Multiuser Kubeflow on IBM Cloud OpenShift

Published in

IBM Data Science in Practice

6 min readFeb 17, 2021

image of hexagon composed of multiple other shapes, a circle with two pieces projecting into three d and a cloud icon

The Kubeflow project is dedicated to making deployments of machine learning (ML) workflows on Kubernetes simple, portable and scalable.

Kubeflow tries to bridge the gap between data science experiments and production ready ml models that bring real business value. By giving a platform for model creation, pipeline, notebook, hyper parameter optimization, model serving and many more features, Kubeflow makes the job of data scientists and ml engineers easier.

This article is about setting up and using multiuser Kubeflow on IBM Cloud OpenShift cluster. Multiuser Kubeflow allows us to get multi tenancy in Kubeflow. In a production environment, it is often necessary to share the same pool of resources across different teams and users. These different users need a reliable way to isolate and protect their own resources, without accidentally viewing or changing each other’s resources.

Prerequisites

Signup for IBM Cloud if you don’t have an account
Log into IBM Cloud using the IBM Cloud Dashboard
Create and access a OpenShift cluster on IBM Cloud
To deploy Kubeflow on IBM Cloud OpenShift, you need a OpenShift 4.5+ cluster running on IBM Cloud. If you don’t have a cluster running you can create one here
Once your cluster is ready you can go to OpenShift web console from the Overview window.
In the OpenShift console click on the top right drop down and click on Copy Login Command This will give you a command like this:

oc login — token=<some-api-token> — server=<some-server>

Paste this command into your terminal and you are ready to go.

This guide assumes you have oc command line tool already installed. If not install the cli.

Understanding the Kubeflow deployment process

The deployment process is controlled by the following commands:

build — (Optional) Creates configuration files defining the various resources in your deployment. You only need to run kfctl build if you want to edit the resources before running kfctl apply.
apply — Creates or updates the resources.
delete — Deletes the resources.

App layout

Your Kubeflow application directory ${KF_DIR} contains the following files and directories:

diagram of Kubeflow application directory

CONFIG_FILE (kfdef) is a YAML file that defines configurations related to your Kubeflow deployment.
This file is a copy of the GitHub-based configuration YAML file that you used when deploying Kubeflow, such as IBM Config KFDEF.
When you run kfctl apply or kfctl build, kfctl creates a local version of the configuration file. You can further customize this file if necessary.
kustomize is a directory that contains the kustomize packages for Kubeflow applications.
The directory is created when you run kfctl build or kfctl apply.
You can customize the Kubernetes resources (modify the manifests and run kfctl apply again).

Kubeflow installation

Note: kfctl is currently available for Linux and macOS users only. If you use Windows, you can install kfctl on Windows Subsystem for Linux (WSL). Refer to the official instructions for setting up WSL.

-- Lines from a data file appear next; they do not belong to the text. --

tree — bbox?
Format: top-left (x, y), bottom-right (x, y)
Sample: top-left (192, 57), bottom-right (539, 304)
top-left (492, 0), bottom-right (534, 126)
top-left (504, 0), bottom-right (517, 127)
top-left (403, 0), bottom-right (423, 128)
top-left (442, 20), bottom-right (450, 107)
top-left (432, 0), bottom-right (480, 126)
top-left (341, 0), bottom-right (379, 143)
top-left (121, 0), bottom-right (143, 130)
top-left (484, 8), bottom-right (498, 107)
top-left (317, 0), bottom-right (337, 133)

Run the following commands to set up and deploy Kubeflow:

Download the latest kfctl release from the Kubeflow Release Page

Note: You’re strongly recommended to install kfctl v1.2 or above. kfctl v1.2 addresses several critical bugs that can break the Kubeflow deployment.

Extract the archived TAR file:

tar -xvf kfctl_<version>_<platform>.tar.gz

Make kfctl binary easier to use (optional). If you don’t add the binary to your path, you must use the full path to the kfctl binary each time you run it.

export PATH=$PATH:<path to where kfctl was unpacked>

Run the following steps to deploy Kubeflow with IBM Cloud AppID as an authentication provider.

The scenario is a Kubeflow cluster admin configures Kubeflow as a web application in AppID and manages user authentication with builtin identity providers (Cloud Directory, SAML, social log-in with Google or Facebook etc.) or custom providers.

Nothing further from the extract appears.